Number of differentially methylated genomic loci across cancers: (A) Figure generated using data from [62]. The vertical axis represents total count. For each cancer, the differentially methylated CpGs were defined as those with average methylation levels above 25% in tumors and less than 5% in controls; (B) Figure generated using data from [62]. The horizontal axis represents the number of features (either differentially methylated CpGs or genes that contain differentially methylated CpGs) that are shared by a number of cancer types that is greater than or equal to the value shown in the vertical axis. COAD: colon adenocarcinoma; LUAD: lung adenocarcinoma; BRCA: breast invasive carcinoma; PAAD: pancreatic adenocarcinoma; UCEC: uterine corpus endometrial carcinoma; HNSC: head and neck squamous cell carcinoma; READ: rectum adenocarcinoma; LUSC: lung squamous cell carcinoma; STAD: stomach adenocarcinoma; LIHC: liver hepatocellular carcinoma; PRAD: prostate adenocarcinoma; BLCA: bladder urothelial carcinoma; KIRC: kidney renal clear cell carcinoma; KIRP: kidney renal papillary cell carcinoma.

Figure 3

Survival curves in four cancer types based on CIMP: figure reproduced from [62] and published by BioMed Central. Data generated using The Cancer Genome Atlas clinical data for these cancer types. p values were determined using a log-rank test for survival differences. Ratio (n) indicates number of CIMP-/CIMP + samples.

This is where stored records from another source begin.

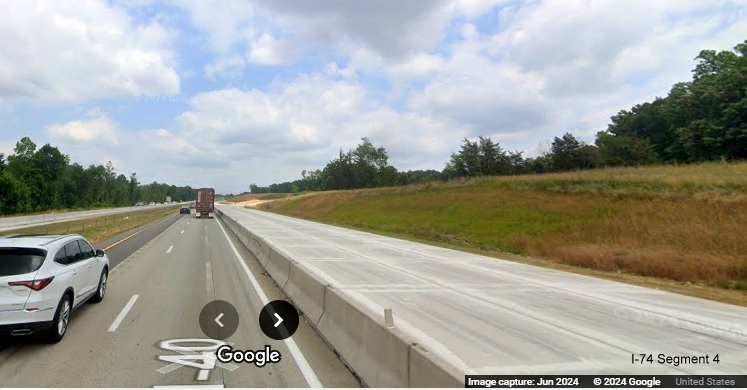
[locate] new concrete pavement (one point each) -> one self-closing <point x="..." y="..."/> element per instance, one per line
<point x="487" y="316"/>
<point x="155" y="297"/>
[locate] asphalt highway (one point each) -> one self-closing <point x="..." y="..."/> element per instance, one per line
<point x="145" y="332"/>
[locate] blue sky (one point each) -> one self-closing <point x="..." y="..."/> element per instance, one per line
<point x="230" y="93"/>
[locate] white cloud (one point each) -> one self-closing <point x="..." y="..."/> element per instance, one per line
<point x="76" y="50"/>
<point x="268" y="50"/>
<point x="97" y="131"/>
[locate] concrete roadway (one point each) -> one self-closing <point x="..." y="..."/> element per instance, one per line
<point x="177" y="267"/>
<point x="488" y="316"/>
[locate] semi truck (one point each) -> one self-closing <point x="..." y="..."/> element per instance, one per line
<point x="205" y="203"/>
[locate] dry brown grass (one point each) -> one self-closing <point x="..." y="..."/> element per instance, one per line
<point x="679" y="223"/>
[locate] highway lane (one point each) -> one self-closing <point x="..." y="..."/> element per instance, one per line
<point x="489" y="316"/>
<point x="123" y="245"/>
<point x="165" y="284"/>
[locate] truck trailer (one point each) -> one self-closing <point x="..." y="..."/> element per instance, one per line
<point x="205" y="203"/>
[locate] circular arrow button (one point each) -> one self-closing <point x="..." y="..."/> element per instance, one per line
<point x="219" y="320"/>
<point x="278" y="320"/>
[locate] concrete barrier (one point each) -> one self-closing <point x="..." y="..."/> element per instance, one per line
<point x="306" y="290"/>
<point x="429" y="370"/>
<point x="278" y="266"/>
<point x="379" y="356"/>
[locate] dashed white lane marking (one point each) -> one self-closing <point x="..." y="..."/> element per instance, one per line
<point x="209" y="276"/>
<point x="123" y="313"/>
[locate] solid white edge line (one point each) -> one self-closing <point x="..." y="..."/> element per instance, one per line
<point x="123" y="313"/>
<point x="301" y="362"/>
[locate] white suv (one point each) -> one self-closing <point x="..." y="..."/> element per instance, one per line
<point x="43" y="278"/>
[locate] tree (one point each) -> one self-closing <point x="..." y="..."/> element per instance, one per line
<point x="624" y="150"/>
<point x="567" y="154"/>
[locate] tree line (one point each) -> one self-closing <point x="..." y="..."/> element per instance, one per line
<point x="704" y="119"/>
<point x="33" y="180"/>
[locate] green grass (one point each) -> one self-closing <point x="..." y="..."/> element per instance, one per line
<point x="101" y="228"/>
<point x="685" y="224"/>
<point x="272" y="196"/>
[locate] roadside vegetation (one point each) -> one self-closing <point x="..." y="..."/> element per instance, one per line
<point x="679" y="223"/>
<point x="99" y="229"/>
<point x="698" y="121"/>
<point x="40" y="180"/>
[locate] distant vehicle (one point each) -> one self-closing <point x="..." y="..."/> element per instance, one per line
<point x="43" y="278"/>
<point x="205" y="203"/>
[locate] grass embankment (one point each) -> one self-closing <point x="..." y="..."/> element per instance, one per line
<point x="686" y="224"/>
<point x="101" y="228"/>
<point x="248" y="197"/>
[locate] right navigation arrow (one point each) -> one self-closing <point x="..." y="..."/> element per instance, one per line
<point x="279" y="319"/>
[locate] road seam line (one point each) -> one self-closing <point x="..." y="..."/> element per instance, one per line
<point x="123" y="313"/>
<point x="301" y="362"/>
<point x="133" y="234"/>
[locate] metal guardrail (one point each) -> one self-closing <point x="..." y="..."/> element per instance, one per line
<point x="10" y="223"/>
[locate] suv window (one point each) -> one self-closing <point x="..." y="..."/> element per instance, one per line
<point x="17" y="261"/>
<point x="86" y="250"/>
<point x="73" y="252"/>
<point x="60" y="257"/>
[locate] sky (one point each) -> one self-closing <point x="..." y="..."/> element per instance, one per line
<point x="228" y="93"/>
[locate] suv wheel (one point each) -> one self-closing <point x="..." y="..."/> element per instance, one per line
<point x="61" y="319"/>
<point x="101" y="291"/>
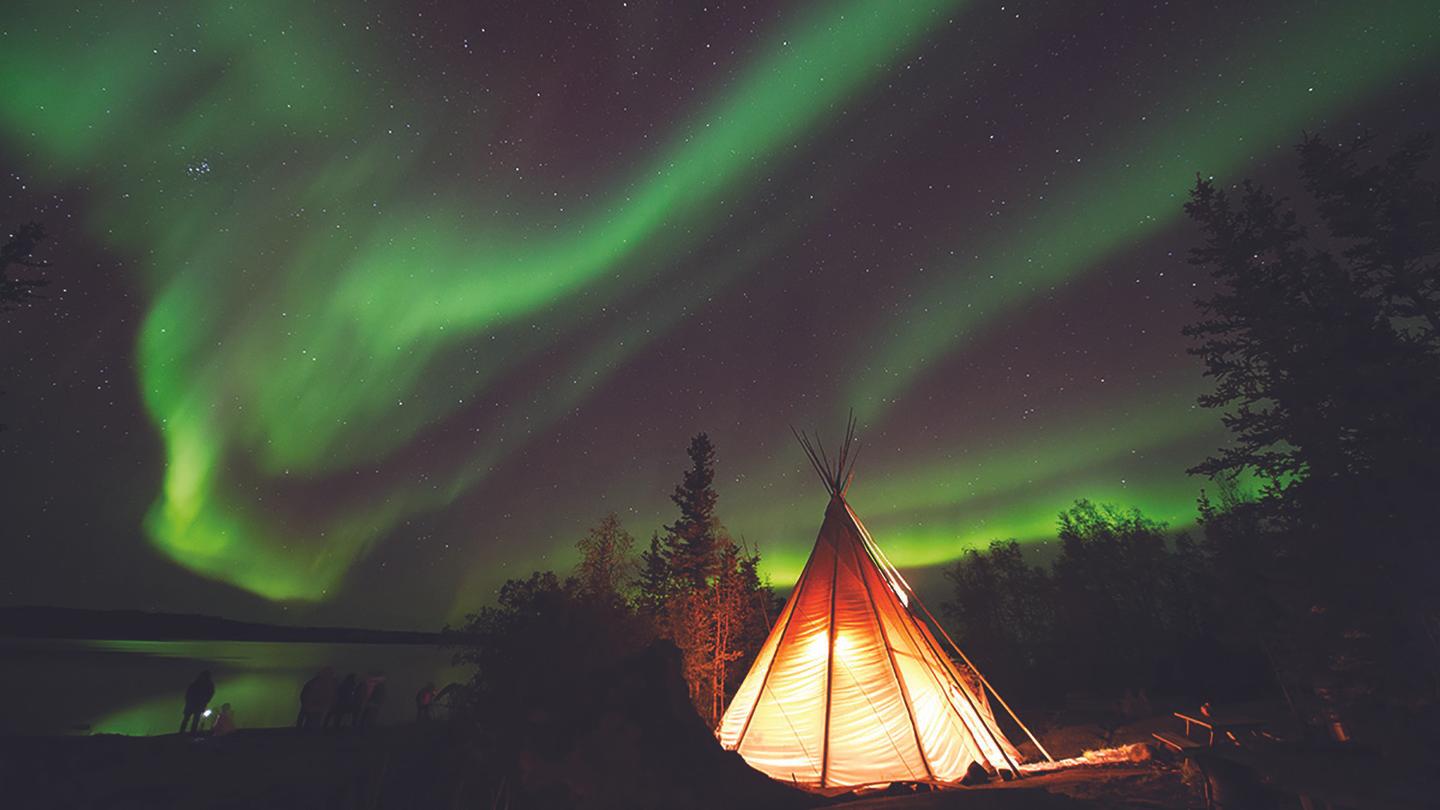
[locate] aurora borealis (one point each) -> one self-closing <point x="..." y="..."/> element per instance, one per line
<point x="366" y="312"/>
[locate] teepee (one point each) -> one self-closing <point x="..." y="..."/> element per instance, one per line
<point x="851" y="688"/>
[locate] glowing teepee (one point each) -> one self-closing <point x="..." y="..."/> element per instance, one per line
<point x="851" y="688"/>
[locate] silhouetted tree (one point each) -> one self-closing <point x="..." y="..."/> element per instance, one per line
<point x="703" y="590"/>
<point x="1326" y="362"/>
<point x="1002" y="608"/>
<point x="605" y="567"/>
<point x="696" y="531"/>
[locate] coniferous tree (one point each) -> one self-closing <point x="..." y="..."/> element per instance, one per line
<point x="694" y="532"/>
<point x="605" y="559"/>
<point x="1326" y="361"/>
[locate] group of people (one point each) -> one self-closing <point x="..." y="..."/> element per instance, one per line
<point x="324" y="704"/>
<point x="196" y="708"/>
<point x="353" y="702"/>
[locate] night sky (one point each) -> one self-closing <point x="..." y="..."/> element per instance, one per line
<point x="360" y="309"/>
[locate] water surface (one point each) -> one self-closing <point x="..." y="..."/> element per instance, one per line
<point x="102" y="686"/>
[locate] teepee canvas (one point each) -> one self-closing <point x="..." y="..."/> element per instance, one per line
<point x="851" y="688"/>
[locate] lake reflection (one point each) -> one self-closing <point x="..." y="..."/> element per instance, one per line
<point x="101" y="686"/>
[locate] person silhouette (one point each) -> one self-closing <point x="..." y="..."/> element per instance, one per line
<point x="223" y="721"/>
<point x="422" y="702"/>
<point x="196" y="698"/>
<point x="316" y="699"/>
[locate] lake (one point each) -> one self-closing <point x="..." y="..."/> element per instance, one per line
<point x="137" y="688"/>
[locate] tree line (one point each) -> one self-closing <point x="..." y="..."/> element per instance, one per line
<point x="694" y="585"/>
<point x="1322" y="337"/>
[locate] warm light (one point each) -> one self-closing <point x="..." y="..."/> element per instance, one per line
<point x="818" y="646"/>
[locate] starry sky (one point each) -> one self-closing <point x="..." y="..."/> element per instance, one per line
<point x="360" y="309"/>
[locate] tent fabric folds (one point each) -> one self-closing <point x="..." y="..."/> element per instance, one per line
<point x="851" y="688"/>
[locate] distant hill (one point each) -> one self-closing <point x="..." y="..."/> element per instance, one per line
<point x="133" y="624"/>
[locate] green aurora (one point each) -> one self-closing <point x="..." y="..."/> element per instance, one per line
<point x="316" y="314"/>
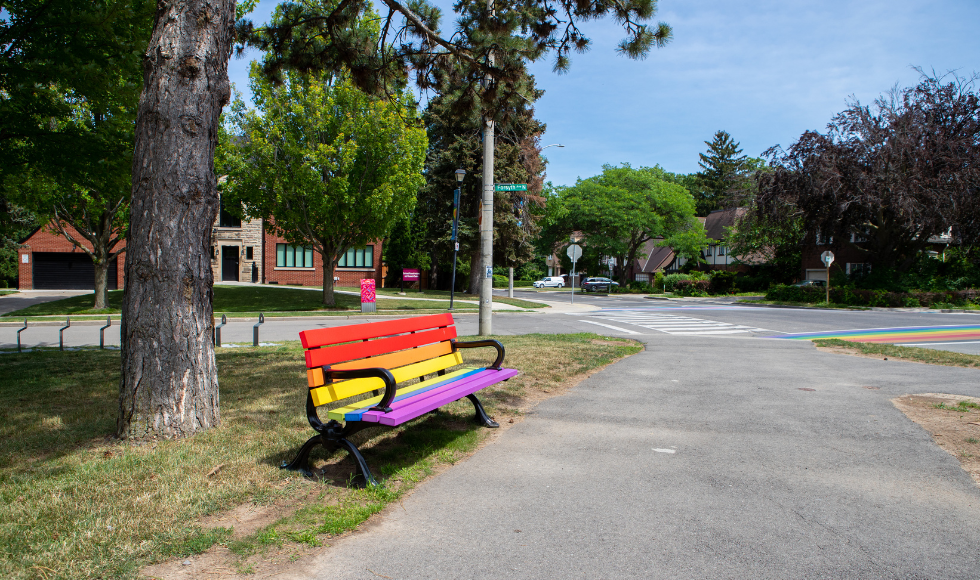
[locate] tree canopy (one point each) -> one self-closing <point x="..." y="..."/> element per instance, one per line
<point x="327" y="165"/>
<point x="894" y="174"/>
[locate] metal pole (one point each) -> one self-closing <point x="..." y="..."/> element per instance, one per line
<point x="455" y="241"/>
<point x="18" y="334"/>
<point x="828" y="284"/>
<point x="61" y="333"/>
<point x="486" y="217"/>
<point x="108" y="323"/>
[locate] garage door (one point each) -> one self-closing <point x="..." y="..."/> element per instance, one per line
<point x="57" y="271"/>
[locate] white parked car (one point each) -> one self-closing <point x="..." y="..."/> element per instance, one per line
<point x="555" y="281"/>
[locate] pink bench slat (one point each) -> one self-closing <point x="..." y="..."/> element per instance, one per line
<point x="438" y="397"/>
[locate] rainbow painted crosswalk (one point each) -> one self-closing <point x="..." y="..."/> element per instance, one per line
<point x="917" y="334"/>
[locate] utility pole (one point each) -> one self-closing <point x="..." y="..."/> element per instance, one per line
<point x="486" y="217"/>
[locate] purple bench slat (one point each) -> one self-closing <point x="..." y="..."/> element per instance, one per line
<point x="437" y="398"/>
<point x="359" y="414"/>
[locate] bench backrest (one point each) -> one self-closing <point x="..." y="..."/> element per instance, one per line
<point x="409" y="348"/>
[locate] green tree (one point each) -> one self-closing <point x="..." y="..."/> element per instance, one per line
<point x="723" y="173"/>
<point x="70" y="77"/>
<point x="169" y="380"/>
<point x="326" y="165"/>
<point x="454" y="143"/>
<point x="622" y="209"/>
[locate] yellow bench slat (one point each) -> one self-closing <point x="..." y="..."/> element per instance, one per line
<point x="340" y="412"/>
<point x="350" y="388"/>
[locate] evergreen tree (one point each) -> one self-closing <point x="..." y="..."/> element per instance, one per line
<point x="723" y="173"/>
<point x="455" y="143"/>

In summary, technologies to assay methylation across the entire genome have allowed researchers to employ data-driven and tissue type-agnostic approaches to describe CIMP. Unsupervised hierarchical clustering has revealed CIMP in multiple cancers and demonstrated that a common set of CpGs is targeted. Thus, we now have a better method to identify CIMP, one that is free from the biases of gene panels. These patterns of hypermethylation are strong predictors of prognosis (at least for a handful of cancers), independent of patient age or tumor stage, supporting the idea that CIMP represents a specific molecular subtype. Now that groups of CIMP tumors can be confidently identified, other datasets need to be leveraged to elucidate the molecular commonalities underlying the etiology of this subtype, as well as the clinical ramifications.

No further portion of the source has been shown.